# Thank you Mr Armstrong



## gizzard (Oct 5, 2005)

I've watched LA throughout his career, from his amateur days and the disappointment of the 1992 Olympic road race, to his bursting onto the international stage at the age of 21 by winning the UCI World Road Championship and his mid-career domination of the Tour. But I have to say the images of him fighting to stay in the Tour, amid the dust and cavalcade of team cars and TV motorbikes will stay with me for a long time.
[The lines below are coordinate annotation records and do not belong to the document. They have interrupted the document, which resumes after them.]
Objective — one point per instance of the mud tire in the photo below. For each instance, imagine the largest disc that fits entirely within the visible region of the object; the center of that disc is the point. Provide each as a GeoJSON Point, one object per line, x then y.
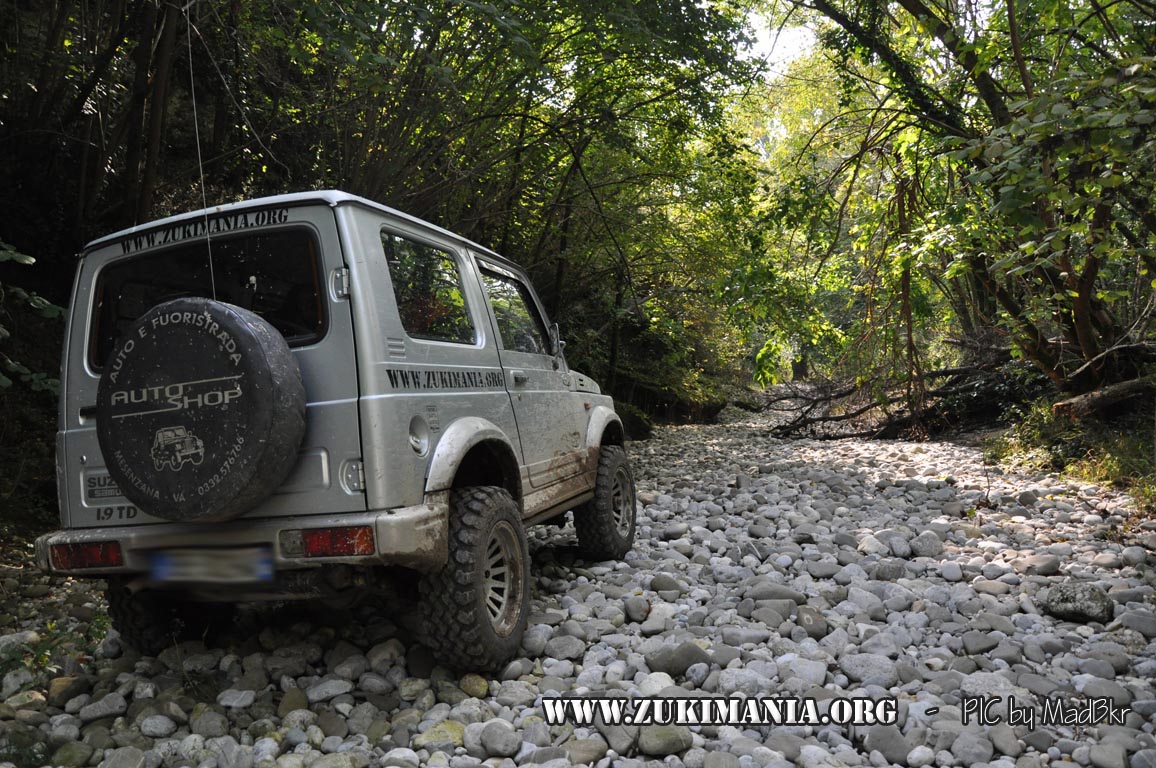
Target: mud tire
{"type": "Point", "coordinates": [475, 606]}
{"type": "Point", "coordinates": [606, 523]}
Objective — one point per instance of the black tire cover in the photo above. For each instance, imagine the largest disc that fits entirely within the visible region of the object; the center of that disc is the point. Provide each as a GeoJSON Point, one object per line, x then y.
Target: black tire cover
{"type": "Point", "coordinates": [200, 411]}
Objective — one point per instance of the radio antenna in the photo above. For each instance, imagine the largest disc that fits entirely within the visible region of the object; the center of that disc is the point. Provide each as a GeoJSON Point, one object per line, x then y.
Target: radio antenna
{"type": "Point", "coordinates": [197, 133]}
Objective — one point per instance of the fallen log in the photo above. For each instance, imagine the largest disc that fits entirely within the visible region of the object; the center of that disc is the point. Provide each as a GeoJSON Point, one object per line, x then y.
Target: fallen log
{"type": "Point", "coordinates": [1097, 400]}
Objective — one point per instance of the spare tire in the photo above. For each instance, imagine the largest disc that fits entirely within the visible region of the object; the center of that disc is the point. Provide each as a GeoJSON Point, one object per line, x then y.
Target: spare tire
{"type": "Point", "coordinates": [200, 411]}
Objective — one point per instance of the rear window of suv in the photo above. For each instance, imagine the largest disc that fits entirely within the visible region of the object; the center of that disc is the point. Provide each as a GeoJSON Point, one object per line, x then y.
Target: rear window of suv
{"type": "Point", "coordinates": [275, 274]}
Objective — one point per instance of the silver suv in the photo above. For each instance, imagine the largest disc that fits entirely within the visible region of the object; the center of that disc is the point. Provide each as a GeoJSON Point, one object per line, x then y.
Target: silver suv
{"type": "Point", "coordinates": [296, 397]}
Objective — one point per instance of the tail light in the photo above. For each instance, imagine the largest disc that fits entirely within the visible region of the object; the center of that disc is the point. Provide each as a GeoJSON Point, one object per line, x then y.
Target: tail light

I saw a different side to him two days ago, and I have to say I quite liked what I saw – not because his Tour was effectively over before it started, but because of the fight he showed on the road to Porte du Hainaut, and perhaps more significantly, his seeming humility and refusal to cite excuses for his losses. 
Thank you Mr Armstrong.


----------



## muscleendurance (Jan 11, 2009)

He could have done that anytime, the fact is he has never really had to.
Except Luz Ardiden in 2003 was the only other occasion Im aware he had to do something like this.


----------



## jd3 (Oct 8, 2004)

He is fighting for all he can get while accepting his age and abilities.


----------



## OES (Jan 23, 2002)

Well said.



gizzard said:


> I've watched LA throughout his career, from his amateur days and the disappointment of the 1992 Olympic road race, to his bursting onto the international stage at the age of 21 by winning the UCI World Road Championship and his mid-career domination of the Tour. But I have to say the images of him fighting to stay in the Tour, amid the dust and cavalcade of team cars and TV motorbikes will stay with me for a long time. I saw a different side to him two days ago, and I have to say I quite liked what I saw – not because his Tour was effectively over before it started, but because of the fight he showed on the road to Porte du Hainaut, and perhaps more significantly, his seeming humility and refusal to cite excuses for his losses.
> Thank you Mr Armstrong.


----------



## OldEndicottHiway (Jul 16, 2007)

Lance bashing last year in here was at the level of a frenzied, mob-mentality, frothing slobber fest. 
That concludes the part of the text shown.